I don’t mean to listen.
The walls are thin and the ranch is quiet in the midday heat, and their voices carry whether I want them to or not.
“—been back about three weeks,” Bex is saying. “Earl’s doing okay. Some days are better than others. The chemo wipes him out for about two days after each session, then he’s functional until the next one. He’s tough. Toughest person I’ve ever known.”
“How are you holding up?” Grace’s voice. Warm. The question asked with genuineness.
A pause. Water shuts off. “I’m fine.”
“That wasn’t convincing.”
A short laugh.
Not bitter—tired. “I’m managing. The ranch is… it’s a lot. Earl can’t keep up with it. I’m doing my best but I’m one person. Fences are falling down, equipment’s breaking, and on top of all of it, there’s some guy—rancher from the area—who keeps showing up with offers to buy the place.”
My hands stop on the bridle.
“Buy Earl’s ranch?” Grace sounds surprised.
“Wade Lockhart. Old-money family, been around here forever. His people have been buying up smaller spreads for years—quiet, polite, always with a good offer and a handshake. Showed up on the porch last week with a casserole and a number. Earl told him no. Lockhart smiled and said he understood and left like it was nothing.” Another pause.
“But it’s not nothing. I can feel it. The way he looked at the land when he was leaving—patient.
Like a man who knows he’s going to get what he wants eventually. ”
“That sounds predatory,” Grace says.
“It sounds like a man who sees a sick old rancher with no heirs and figures time is on his side.” Bex’s voice hardens. “He’s not wrong about the no heirs part. Rose was Earl’s only child. There’s nobody after him except me, and I’m not blood. I’m just the stray he took in.”
“You’re more than that,” Grace says quietly.
“Try explaining that to a county assessor.”
I stand in the tack room with a bridle in my hands and a new fire building in the part of me that never stopped being Road Captain—the part that maps threats the way I map routes, that identifies danger before it reaches the people I’m supposed to protect.
Wade Lockhart. Old money. Patient. Circling a dying man’s ranch.
Earl’s ranch. Rose’s ranch.
The land where she grew up, where she learned to ride, where I got on one knee in the barn and asked her to spend her life with me.
Bex leaves a little after two in the afternoon.
Grace and her caught up for a while and chatted quite a bit after she was done.
I hear the diesel rig pull out of the compound and the sound of it fading down the road, and something in my chest loosens by a fraction.
The air gets easier to breathe.
The barn goes back to being just a barn instead of a minefield of awareness.
She’ll be back.
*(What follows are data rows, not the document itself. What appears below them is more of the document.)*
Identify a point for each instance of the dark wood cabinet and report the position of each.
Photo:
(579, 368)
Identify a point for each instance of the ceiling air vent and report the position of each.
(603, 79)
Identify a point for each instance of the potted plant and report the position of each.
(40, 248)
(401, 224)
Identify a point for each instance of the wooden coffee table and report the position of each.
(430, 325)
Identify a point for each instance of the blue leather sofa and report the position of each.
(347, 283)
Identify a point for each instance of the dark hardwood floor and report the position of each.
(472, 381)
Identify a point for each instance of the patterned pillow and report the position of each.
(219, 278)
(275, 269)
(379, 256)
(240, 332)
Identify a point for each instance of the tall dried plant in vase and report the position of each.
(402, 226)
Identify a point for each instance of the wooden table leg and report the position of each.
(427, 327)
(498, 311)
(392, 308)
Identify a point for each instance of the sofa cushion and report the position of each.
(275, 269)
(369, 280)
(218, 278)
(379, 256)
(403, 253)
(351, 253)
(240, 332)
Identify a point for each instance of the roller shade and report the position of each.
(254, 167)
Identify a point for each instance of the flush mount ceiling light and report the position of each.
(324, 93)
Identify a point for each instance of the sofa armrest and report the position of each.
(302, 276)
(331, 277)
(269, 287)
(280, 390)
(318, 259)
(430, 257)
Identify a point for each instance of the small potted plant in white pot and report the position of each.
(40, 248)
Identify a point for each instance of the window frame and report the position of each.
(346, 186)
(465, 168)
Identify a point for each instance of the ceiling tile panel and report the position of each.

That’s the arrangement.
Twice a week for the foreseeable future, until the rescues are stable and the corrective work is done.
I can handle twice a week.
Shadow finds me in the barn that evening.
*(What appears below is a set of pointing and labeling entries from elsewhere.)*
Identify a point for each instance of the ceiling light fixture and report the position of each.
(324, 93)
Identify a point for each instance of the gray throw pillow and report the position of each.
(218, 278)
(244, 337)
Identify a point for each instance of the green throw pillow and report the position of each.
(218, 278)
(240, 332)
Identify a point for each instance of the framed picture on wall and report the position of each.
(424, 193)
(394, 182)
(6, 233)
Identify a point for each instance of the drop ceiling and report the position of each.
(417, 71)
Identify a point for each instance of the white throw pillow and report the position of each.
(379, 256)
He doesn’t say anything at first—just leans against the stall door and watches me brush the chestnut mare with more concentration than the task requires.
“So,” he says.
“No.”
“I didn’t say anything.”
“You were about to.”
“I was going to ask how the farrier assessment went.”
“Fine. She’s good. Horses responded well. The yearling’s gait is already better.” I keep brushing. Long, even strokes. “Professional arrangement. That’s it.”
Shadow’s quiet for a moment.
I can feel him watching me in that way he has—not pushing, not prying, just being present while I pretend I’m fine.
“You know,” he says, “I told myself the same thing when it came to Grace. Keep it clean. Don’t let it get complicated, until I said fuck it to hell.”
“That’s not what this is.”
“I know.” He pushes off the stall door. “I’m just saying. The universe doesn’t always check with us before it sends someone.”
He walks away before I can respond, which is a good thing because I don’t have a response.
I have a ring on my finger and a horse in the stall and the phantom sensation of dark eyes tracking mine across a quarantine barn, and none of those things fit together in a way that makes sense.
The bay shifts in his corner. One ear forward. Watching me.
“Don’t start,” I tell him.
The horse blinks. I could swear he looks unimpressed.
I twist the ring and close my eyes, and dammit, I do want Bex to come back.